Are you as tired as I am of all of the 10 Best of ...? Smithsonian magazine has a new list out, "America's 10 Best Small Towns," now normally I don't get emotional about lists. But this one caught me at the end of my first of two days of sick leave and maybe I am just in a negative mood. When I saw the title on the cover of the magazine I thought, "cool," then I read the blurb on the title page, "Looking for richest cultural offerings in the most charming settings..." I wanted to barf. I have been to one of the towns, Gig Harbor, WA, and I would have to agree it is a nice town. It would have made my 10 best list a few years ago, but not now that I have changed my chi or whatever it is I have a different outlook. Some of the change has happened very recently and as I am reading Meeting Faith. I have already spoken about the book here, so I won't go over it again, too much. I have to admit that when I first started reading the memoir I was thinking, "oh ick, this have been part of some Phd thesis or something." I am happy to say, reluctantly, that some of the things Faith is writing about is actually making me think. One of the things she talks about is "contemplative thought," or something like that. So I have been doing a bit of that, without the meditation piece or the maechi assistance. But back to the article.

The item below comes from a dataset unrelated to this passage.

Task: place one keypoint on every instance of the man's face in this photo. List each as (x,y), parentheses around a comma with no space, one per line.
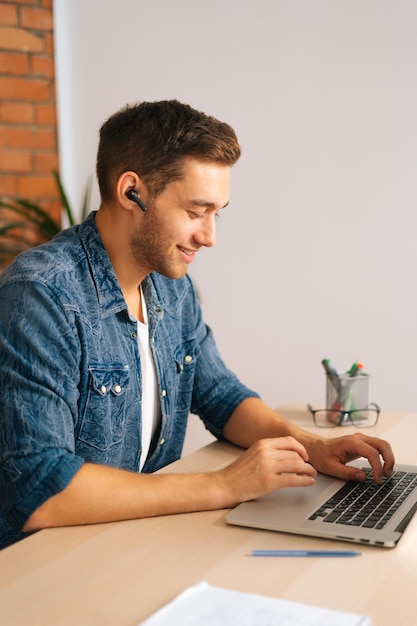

It is, of course, targeting the upper echelon, not the homebody. That the 10 best in America must have, as tasked by the Smithsonian to the research company Esri, "high concentrations of museums, historic sites, botanic gardens, resident orchestras, art galleries and other cultural assets common to big cities." I nearly hurled my newly baked snickerdoodle. Why are those things so important? Not a one of them, except maybe the gardens, free to the average traveler. Why aren't things you can do outdoors just as important? Now that I think about it nearly all of the things listed as "cultural" are sedentary or nearly sedentary activities. Ok, watching a rodeo or a car race on a dirt oval is also sedentary for the watcher anyway. Ok, again, you walk around a museum and a garden and an art gallery, but really?
Hermiston may not be a cultural center of such activity, but here you can go to a rodeo in the morning and a car race in the afternoon and still have time to take the dogs on a walk to McNary Dam. Just a thought Smithsonian, why don't come you to northeastern Oregon and southeastern Washington and take a look around? The landscape is breathtaking, in my humble opinion, and there are things to do here. Things that don't cost you an arm and a leg to take your family to and you can even camp at park where Lewis and Clark came by and even commented on, "... SW. 14 miles to a rock in a Lard. resembling a hat just below a rapid at the lower Point of an Island in the Midl: of the river ..." [Clark, October 19, 1805, first draft].  No really, they did comment on Hat Rock and even Ship Rock. They missed the basalt Cayuse Sisters, which have coyote to thank for their existence. The park, the sisters, the Dam all free. And all amazing.